During WW1 it was found that pilots were blacking out after pulling out from a steep dive or an extreme turn. At the time G forces were relatively unknown to the fledgling aviation community and many theories were bantered about for many years as to why pilots were blacking out although it was known gravity did play a role. It wasn’t until 1931 that a researcher in Sydney Australia named Frank Cotton figured out gravitational forces on the body and it’s centre of mass.
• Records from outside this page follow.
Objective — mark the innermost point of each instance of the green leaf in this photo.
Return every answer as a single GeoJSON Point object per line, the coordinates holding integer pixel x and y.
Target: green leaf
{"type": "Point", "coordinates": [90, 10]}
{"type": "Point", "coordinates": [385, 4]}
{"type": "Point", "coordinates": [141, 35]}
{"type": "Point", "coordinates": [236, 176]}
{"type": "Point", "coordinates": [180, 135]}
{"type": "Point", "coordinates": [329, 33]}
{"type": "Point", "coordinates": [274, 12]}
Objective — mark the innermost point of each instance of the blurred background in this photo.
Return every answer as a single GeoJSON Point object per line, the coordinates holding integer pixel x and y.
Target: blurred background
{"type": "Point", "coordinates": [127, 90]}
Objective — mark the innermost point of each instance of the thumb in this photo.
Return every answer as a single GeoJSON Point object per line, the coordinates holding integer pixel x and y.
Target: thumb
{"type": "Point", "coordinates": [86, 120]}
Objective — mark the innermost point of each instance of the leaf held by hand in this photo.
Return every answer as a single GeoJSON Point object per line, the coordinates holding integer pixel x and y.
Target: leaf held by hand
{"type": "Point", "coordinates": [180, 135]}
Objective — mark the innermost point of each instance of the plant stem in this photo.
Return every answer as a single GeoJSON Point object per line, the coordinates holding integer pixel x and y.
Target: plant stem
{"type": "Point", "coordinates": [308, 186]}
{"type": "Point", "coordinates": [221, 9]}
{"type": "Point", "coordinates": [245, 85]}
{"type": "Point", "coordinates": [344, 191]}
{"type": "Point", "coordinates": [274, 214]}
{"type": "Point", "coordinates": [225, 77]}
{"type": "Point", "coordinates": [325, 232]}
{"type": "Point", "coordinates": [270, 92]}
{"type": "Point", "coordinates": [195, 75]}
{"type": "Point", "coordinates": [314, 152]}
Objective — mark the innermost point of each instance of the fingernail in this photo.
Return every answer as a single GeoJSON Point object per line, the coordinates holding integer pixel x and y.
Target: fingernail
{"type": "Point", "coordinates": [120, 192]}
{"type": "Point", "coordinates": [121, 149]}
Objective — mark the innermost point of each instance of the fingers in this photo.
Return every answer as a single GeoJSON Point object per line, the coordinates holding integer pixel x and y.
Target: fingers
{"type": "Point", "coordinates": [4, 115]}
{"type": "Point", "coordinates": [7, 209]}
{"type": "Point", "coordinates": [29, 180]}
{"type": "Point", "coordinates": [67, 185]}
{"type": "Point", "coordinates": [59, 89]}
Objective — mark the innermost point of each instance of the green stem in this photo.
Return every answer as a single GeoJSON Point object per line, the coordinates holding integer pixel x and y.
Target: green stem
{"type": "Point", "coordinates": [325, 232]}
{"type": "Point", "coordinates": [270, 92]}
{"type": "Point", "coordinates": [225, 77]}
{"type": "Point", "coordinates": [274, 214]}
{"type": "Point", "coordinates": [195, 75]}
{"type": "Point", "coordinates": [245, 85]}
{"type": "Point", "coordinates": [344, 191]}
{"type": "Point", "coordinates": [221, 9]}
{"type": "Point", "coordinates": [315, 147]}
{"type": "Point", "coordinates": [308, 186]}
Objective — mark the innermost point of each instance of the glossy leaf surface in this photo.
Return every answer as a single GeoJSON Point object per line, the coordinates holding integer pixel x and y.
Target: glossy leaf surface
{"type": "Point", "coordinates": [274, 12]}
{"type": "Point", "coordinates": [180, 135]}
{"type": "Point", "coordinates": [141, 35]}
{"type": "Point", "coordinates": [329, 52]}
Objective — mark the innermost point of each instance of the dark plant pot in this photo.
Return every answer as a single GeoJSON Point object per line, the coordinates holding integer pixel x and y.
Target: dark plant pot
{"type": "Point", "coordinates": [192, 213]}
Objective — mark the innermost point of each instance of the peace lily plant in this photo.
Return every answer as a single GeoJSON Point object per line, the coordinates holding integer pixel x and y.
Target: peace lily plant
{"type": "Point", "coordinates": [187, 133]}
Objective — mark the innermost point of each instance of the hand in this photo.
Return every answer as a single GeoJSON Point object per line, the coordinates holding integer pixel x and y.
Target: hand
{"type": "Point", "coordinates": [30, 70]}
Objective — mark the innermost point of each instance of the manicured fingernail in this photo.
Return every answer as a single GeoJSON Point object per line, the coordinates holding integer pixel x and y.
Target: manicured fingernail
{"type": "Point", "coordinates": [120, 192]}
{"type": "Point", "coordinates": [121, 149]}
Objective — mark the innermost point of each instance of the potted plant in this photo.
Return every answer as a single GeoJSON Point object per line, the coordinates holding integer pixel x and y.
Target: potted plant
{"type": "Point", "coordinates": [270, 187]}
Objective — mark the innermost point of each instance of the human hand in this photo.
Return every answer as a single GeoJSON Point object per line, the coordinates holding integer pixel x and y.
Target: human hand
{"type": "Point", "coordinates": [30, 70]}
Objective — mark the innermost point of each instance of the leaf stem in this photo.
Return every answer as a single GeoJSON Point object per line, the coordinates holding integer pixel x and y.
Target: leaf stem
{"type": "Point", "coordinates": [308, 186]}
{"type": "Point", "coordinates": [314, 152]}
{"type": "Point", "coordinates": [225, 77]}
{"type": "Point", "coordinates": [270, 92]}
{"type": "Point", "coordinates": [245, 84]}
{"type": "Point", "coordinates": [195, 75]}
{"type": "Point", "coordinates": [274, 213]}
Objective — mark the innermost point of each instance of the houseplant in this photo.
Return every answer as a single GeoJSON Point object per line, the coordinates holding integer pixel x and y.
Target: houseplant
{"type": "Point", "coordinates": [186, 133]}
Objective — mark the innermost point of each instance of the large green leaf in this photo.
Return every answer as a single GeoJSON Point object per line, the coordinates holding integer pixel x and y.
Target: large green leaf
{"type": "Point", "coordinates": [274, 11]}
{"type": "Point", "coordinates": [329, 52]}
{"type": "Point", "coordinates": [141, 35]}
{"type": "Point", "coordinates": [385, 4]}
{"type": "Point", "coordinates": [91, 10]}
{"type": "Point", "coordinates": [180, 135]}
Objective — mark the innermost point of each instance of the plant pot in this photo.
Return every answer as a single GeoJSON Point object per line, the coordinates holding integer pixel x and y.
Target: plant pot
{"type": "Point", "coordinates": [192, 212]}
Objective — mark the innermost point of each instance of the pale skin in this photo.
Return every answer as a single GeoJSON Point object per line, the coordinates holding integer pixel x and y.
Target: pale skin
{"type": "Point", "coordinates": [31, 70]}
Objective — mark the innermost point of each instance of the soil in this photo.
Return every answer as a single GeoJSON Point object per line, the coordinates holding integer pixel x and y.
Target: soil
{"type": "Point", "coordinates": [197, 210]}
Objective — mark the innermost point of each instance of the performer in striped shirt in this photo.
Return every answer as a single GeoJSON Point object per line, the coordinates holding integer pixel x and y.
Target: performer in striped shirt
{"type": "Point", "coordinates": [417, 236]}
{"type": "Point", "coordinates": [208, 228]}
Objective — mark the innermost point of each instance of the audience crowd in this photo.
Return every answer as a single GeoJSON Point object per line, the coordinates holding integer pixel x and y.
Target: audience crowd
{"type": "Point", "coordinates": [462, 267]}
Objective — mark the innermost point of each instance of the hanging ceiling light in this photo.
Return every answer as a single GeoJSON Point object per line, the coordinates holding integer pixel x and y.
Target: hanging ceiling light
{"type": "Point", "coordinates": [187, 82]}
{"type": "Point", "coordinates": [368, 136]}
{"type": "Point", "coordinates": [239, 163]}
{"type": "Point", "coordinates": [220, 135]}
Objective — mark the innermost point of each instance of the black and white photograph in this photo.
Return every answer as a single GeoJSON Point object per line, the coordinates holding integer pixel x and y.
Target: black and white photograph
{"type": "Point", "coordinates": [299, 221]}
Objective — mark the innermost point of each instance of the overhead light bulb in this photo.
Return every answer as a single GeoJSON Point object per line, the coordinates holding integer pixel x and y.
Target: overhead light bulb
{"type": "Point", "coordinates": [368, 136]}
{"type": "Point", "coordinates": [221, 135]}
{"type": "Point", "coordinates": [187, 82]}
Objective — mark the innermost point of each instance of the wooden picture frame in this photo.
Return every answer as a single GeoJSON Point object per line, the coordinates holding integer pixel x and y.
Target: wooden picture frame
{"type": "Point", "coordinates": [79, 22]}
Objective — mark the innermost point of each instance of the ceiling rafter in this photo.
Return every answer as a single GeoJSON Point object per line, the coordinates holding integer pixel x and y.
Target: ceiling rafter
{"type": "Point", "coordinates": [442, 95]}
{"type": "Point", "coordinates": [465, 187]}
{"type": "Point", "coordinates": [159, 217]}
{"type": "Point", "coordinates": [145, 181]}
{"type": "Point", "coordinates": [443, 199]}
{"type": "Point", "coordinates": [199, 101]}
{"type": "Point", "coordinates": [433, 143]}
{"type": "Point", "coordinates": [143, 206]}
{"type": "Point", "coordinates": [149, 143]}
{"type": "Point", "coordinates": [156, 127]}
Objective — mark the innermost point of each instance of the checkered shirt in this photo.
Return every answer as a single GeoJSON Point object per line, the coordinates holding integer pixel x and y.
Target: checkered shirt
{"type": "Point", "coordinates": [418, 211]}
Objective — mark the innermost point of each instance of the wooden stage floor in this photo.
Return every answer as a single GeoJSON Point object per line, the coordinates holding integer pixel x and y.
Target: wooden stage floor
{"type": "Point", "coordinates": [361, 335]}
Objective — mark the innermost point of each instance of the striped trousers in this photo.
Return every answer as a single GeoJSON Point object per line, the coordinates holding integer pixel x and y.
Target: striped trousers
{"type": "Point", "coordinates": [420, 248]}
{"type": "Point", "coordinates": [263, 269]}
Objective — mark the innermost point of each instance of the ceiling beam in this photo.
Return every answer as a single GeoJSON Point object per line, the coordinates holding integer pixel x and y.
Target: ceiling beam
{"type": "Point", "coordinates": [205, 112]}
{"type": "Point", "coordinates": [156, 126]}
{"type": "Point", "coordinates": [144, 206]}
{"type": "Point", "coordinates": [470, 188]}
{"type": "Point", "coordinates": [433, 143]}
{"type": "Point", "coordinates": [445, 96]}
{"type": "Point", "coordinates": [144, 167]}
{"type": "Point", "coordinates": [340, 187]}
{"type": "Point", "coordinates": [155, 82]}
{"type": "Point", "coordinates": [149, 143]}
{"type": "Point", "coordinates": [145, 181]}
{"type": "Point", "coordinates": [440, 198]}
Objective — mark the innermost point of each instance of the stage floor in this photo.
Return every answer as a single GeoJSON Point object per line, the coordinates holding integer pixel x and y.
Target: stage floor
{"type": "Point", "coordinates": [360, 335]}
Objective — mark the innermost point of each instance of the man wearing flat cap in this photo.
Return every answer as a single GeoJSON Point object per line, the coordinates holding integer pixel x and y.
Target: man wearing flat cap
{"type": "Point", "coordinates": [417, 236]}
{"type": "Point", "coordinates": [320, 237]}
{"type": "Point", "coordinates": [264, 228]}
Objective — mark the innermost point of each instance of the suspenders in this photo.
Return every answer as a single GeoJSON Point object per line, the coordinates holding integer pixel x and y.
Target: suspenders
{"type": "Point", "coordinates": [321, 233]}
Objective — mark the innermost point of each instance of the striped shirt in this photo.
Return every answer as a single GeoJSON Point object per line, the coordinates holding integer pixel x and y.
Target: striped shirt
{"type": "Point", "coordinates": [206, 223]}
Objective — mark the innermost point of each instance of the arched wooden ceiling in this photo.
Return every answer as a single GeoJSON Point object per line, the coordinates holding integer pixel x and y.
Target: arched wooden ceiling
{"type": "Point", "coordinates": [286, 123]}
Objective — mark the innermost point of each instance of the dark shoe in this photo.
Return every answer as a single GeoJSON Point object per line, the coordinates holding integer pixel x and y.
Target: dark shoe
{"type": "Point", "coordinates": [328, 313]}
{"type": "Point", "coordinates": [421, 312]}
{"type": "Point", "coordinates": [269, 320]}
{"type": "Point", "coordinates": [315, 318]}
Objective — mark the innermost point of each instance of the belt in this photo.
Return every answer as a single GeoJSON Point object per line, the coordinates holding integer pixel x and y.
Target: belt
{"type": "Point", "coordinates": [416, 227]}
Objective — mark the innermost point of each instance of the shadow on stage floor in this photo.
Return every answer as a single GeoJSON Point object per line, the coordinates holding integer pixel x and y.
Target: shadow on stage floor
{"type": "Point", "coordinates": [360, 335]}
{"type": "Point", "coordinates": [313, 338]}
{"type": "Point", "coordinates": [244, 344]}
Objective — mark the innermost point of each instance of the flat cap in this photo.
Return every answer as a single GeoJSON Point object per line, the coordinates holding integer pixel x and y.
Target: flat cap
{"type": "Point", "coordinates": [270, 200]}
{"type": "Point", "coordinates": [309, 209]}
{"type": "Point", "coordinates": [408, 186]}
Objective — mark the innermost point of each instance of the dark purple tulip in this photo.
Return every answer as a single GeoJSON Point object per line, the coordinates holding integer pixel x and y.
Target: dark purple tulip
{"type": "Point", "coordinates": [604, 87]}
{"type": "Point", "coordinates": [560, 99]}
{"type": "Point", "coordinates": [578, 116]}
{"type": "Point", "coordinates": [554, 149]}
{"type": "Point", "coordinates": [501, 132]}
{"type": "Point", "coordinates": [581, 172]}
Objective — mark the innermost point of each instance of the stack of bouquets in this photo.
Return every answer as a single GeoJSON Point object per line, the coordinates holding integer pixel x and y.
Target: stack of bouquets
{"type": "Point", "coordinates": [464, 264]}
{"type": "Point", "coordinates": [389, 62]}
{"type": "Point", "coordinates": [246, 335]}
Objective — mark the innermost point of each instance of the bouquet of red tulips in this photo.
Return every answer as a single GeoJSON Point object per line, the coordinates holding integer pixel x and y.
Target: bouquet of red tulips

The G-Suit was designed and built at at the University of Toronto’s Banting and Best Medical Institute in 1941 by a team lead by Wilbur Franks called the Franks Suit. It was a bulky suit that used water to apply pressure to the legs and were used by British and commonwealth pilots during Operation Torch. While the suits were bulky and uncomfortable they did prove effective in reducing blackouts by pilots during extreme turns and maneuvers leading to less crashes and being able to out maneuver enemy fighters. In 1944 a new design was rolled out for use by the Canadian and US air forces but as with the first version it still used water jackets around the legs and pilots found it uncomfortable to wear and still very bulky but again was effective in reducing blackouts.

It wasn’t until after the war that the version that most pilots are familiar with came into use and instead of water used gas to inflate and deflate the bladders around the legs and was way less bulky and more comfortable to wear.